A few of Hamilton’s top-ranking police officers and their communications director gather in the Mulberry Street Coffeehouse, as rain gently falls outside on an August morning. They are still in uniform, hats off, looking relaxed as they joke with each other and ease into their chairs in a secluded corner. As investigative journalist and Canadian Centre for Investigative Reporting (CCIR) executive director, Bilbo Poynter walks by the group. He can’t help but think that if his centre had more steady funding, he might just go over there and see what was going on in the city’s police department. But he has to spend his resources carefully.

For Canada’s only charitable organization dedicated solely to investigative reporting, funding is the biggest problem. With fewer dedicated investigative journalists now, the country is starting to see more non-profit groups filling the gap. The trend has a longer history in the U.S., but in Canada it’s still “frontier territory,” says Poynter. As the country catches up, organizations such as the CCIR deal with not only building a respectable profile to convince foundations, organizations and individuals to donate, but also with battling the ethical questions that arise from accepting that money.

Non-profit journalism goes back at least as far as the start of the Associated Press in 1846. The first group dedicated solely to investigative journalism was the Center for Investigative Reporting, which started operating out of co-founder Lowell Bergman’s house in Berkeley, California, in 1977. Journalist Charles Lewis founded the Center for Public Integrity in 1989. Since then, several other non-profits have popped up, including ProPublica, which started in 2008. Taking advantage of alternative funding models, these organizatons have contributed significantly to investigative journalism; ProPublica, for example, recently won its second Pulitzer Prize.

The Investigative News Network (INN), formed in 2009, brings these groups together and provides support. It currently has 60 members, though Canada’s CCIR is the only international one. To be part of the INN, members have to be a registered charity and be transparent in their funding. Only one organization chose not to sign because they couldn’t comply with the transparency requirements of membership.

The first question the CCIR asked its board of journalist advisors was what acceptable funding sources were. That question has been at the core of the debate about alternative funding models; American organizations, for example, have recently faced criticism for accepting money from foundations backed by financier and philanthropist George Soros. The CCIR’s editorial statement says that “at all times the CCIR retain[s] editorial control over its research and reporting, free of the influence of stakeholders and, in particular, that of our funders.” It also states that although investigative journalism is sometimes advocacy journalism, it is not an advocacy organization and cannot guarantee any conclusions.

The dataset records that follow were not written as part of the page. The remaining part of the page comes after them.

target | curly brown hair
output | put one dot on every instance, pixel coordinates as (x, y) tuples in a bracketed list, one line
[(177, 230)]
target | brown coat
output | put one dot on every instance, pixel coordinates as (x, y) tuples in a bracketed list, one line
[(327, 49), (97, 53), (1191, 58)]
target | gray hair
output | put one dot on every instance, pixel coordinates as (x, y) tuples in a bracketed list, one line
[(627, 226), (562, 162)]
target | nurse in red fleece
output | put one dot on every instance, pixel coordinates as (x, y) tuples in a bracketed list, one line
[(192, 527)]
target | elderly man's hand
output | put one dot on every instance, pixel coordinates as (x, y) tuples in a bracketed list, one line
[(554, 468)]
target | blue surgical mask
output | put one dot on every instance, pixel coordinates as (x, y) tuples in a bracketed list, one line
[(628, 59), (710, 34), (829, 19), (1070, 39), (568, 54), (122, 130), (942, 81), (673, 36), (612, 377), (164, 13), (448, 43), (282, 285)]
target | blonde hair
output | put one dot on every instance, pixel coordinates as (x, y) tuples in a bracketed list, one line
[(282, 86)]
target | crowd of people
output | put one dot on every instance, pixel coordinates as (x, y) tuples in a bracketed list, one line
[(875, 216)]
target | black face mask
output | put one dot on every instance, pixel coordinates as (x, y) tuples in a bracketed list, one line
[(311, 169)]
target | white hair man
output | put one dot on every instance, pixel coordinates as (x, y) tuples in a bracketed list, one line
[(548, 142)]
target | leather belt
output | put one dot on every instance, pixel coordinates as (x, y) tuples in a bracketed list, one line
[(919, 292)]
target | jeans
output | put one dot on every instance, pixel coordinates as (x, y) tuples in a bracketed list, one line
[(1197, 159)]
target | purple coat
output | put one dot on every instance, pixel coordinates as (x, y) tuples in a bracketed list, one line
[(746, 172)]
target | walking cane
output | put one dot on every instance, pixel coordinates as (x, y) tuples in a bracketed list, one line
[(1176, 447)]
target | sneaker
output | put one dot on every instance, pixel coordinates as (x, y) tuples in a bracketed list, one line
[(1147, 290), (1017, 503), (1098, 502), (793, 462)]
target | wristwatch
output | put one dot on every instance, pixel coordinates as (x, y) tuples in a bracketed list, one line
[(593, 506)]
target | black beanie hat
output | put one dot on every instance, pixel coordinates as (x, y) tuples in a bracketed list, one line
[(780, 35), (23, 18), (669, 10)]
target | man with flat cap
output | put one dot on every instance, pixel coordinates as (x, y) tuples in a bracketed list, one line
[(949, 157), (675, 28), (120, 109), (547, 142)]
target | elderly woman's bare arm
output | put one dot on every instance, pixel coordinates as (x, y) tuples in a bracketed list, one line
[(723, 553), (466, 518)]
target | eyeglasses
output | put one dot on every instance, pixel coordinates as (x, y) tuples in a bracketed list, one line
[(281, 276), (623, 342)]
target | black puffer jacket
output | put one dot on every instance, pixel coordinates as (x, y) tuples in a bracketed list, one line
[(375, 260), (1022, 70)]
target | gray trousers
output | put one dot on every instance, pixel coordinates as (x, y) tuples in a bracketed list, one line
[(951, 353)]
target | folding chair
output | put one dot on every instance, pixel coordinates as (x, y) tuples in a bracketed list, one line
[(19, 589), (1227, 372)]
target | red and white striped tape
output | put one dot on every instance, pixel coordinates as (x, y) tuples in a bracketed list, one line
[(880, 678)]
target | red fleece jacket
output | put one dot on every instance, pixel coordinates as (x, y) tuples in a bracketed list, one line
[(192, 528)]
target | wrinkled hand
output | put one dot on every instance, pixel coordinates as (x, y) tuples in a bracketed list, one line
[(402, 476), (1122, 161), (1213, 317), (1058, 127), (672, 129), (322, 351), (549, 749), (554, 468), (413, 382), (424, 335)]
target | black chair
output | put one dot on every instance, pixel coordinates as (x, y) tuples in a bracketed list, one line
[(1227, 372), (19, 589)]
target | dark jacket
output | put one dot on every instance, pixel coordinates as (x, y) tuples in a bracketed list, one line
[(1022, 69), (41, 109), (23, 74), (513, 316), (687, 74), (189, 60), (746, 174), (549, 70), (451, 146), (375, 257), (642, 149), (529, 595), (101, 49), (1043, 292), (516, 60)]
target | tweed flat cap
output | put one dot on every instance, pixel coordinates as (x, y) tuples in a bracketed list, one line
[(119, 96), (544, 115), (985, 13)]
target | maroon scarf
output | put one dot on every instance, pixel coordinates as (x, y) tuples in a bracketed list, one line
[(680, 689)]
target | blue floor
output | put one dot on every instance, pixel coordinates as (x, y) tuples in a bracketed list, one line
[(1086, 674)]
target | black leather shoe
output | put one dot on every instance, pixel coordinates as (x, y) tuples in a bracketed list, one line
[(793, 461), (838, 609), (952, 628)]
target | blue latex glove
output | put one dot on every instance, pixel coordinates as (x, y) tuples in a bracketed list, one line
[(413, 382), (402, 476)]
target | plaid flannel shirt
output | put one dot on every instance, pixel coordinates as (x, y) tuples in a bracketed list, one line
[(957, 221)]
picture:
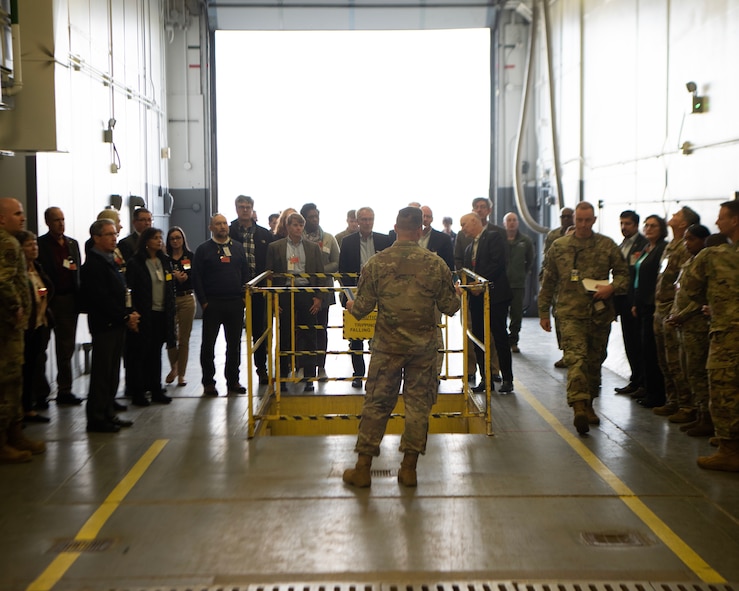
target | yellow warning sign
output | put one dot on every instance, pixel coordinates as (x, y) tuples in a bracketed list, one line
[(359, 329)]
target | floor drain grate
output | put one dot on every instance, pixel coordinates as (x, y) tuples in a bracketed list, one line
[(72, 545), (615, 539)]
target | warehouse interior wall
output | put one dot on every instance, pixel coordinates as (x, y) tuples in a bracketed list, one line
[(626, 134)]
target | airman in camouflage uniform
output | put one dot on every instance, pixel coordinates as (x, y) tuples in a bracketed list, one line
[(584, 317), (407, 284), (692, 325), (714, 278), (565, 217), (15, 306), (677, 389)]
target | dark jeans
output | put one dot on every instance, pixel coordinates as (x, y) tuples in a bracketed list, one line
[(653, 381), (64, 308), (631, 331), (228, 313), (144, 355), (35, 385), (107, 347)]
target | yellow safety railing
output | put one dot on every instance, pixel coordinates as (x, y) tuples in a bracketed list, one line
[(262, 284)]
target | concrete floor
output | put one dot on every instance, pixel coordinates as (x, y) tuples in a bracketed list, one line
[(183, 500)]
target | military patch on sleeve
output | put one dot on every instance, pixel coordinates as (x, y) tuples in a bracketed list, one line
[(10, 256)]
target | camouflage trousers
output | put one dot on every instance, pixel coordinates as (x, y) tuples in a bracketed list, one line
[(723, 379), (585, 345), (386, 370), (693, 336), (11, 378), (677, 390)]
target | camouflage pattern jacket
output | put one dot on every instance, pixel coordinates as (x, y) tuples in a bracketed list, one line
[(593, 258), (406, 283), (714, 278), (14, 291), (673, 257)]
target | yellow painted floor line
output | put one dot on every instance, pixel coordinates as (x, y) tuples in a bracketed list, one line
[(62, 563), (660, 529)]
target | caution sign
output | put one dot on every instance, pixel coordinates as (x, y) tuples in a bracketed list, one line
[(359, 329)]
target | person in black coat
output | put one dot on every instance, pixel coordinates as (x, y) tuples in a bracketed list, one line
[(59, 255), (646, 269), (103, 295), (631, 247), (149, 276), (487, 256), (255, 240), (356, 249)]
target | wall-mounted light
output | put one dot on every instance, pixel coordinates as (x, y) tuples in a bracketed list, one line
[(108, 133), (134, 202), (699, 102)]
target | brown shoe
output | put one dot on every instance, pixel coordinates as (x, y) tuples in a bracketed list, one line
[(684, 415), (665, 410)]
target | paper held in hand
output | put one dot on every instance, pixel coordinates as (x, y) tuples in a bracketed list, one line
[(592, 284)]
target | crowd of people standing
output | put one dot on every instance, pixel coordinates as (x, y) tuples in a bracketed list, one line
[(140, 294)]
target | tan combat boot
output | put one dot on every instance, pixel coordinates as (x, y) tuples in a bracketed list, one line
[(593, 419), (407, 472), (18, 440), (11, 455), (726, 458), (359, 476), (581, 417)]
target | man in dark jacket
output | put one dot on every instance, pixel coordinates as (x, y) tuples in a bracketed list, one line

The CCIR relies heavily on individual donations, which average $100 to $200 and make up 30 to 50 percent of its funds. Donations over $1,000 are listed on the website; so far there are 11 of these. The advisory board’s general consensus was that money should not come from corporations or direct government funding. But this could all change in the future, says Poynter. “There’s not the same environment as there is in the U.S., so we will be faced with the prospect of going to a funding source that may present certain ethical concerns.”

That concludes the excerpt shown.